HIV Positive: 58,000 Nigerian Babies Born Each Year


The Joint United Nations Programme on HIV/AIDS has discovered that 58,000 babies are born HIV/AIDS positive in Nigeria every year.
This is according to the Executive Director of UNAIDS and Under-Secretary General of the United Nations, Michel Sidibe, who is currently in Nigeria on a three day visit,
Sidibe was speaking in Abuja after meeting with the Director-General of the National Agency for the Control of AIDS, Prof. John Idoko.
Sidibe said Nigeria needs to improve its testing facilities and the treatment it provides to its citizens to win the war against HIV/AIDS.
“If there is any one country where I should be today to be able to talk about ending this epidemic, it should be Nigeria, because if we fail to control the epidemic, it will be disastrous,” he said.
“If we fail to quicken the pace and reach people, we may not be able to end the epidemic.
“We are in a defining moment, Nigeria has been able to demonstrate that result is possible, that we can see decline on new infections, that we can see decline on the number of persons who are dying from HIV/AIDS, that we can increase the number of people on treatment.

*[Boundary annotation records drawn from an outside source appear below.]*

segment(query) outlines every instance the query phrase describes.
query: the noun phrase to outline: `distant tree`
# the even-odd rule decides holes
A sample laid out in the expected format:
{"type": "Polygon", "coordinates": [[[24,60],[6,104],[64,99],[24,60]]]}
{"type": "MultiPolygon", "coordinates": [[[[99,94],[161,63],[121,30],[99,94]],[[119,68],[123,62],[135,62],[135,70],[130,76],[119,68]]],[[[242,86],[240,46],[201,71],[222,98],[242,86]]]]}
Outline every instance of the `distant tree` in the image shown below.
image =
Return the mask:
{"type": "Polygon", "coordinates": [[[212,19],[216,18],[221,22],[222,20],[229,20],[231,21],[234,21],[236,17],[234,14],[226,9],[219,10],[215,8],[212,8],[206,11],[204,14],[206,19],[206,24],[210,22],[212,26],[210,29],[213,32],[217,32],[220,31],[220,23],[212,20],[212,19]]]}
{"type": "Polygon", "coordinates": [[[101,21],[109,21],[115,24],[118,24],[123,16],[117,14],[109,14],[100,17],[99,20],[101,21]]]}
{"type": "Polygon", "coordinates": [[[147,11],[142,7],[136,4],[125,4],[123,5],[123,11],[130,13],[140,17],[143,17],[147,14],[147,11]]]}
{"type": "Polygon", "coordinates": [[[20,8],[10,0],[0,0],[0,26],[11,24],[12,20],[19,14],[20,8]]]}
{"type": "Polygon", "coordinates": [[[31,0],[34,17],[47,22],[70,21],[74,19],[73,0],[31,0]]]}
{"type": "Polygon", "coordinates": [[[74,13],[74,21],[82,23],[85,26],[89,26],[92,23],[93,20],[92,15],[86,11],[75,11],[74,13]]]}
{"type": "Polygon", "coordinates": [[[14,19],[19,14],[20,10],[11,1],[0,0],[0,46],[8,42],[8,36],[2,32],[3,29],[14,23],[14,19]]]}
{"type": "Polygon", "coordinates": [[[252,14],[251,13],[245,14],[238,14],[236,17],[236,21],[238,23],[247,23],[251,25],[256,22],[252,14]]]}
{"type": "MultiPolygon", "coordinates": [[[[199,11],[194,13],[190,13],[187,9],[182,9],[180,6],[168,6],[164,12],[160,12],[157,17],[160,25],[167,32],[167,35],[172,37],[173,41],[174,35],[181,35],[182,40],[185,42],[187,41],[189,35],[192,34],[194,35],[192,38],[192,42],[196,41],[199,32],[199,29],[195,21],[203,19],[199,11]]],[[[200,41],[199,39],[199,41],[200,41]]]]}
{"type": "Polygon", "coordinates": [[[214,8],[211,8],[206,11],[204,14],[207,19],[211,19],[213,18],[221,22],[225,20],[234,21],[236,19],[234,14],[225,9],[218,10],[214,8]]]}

“If we do not demonstrate that we are capable of achieving mother to child transmission at all levels of government and at every single place, it will be difficult. From data in our books, 58, 000 babies are born with HIV/AIDS every year in Nigeria,”Sidibe said.
“We need to be able to make sure that we don’t have those babies born with HIV. We need to make sure that we have a new generation born without HIV. With that you would have been able to demonstrate, like I just said, at all government levels.”
Sidibe called on President Muhammadu Buhari to ensure that babies are no longer dying from HIV at the end of his tenure.
More than 69% of people living with HIV worldwide live in sub-Saharan Africa.
Just over 3.2% of Nigerians are known to have the HIV virus, however the real infection rate is likely to be far higher as many do not know they have the disease.
Only 21% of those infected with HIV in the country are currently receiving treatment.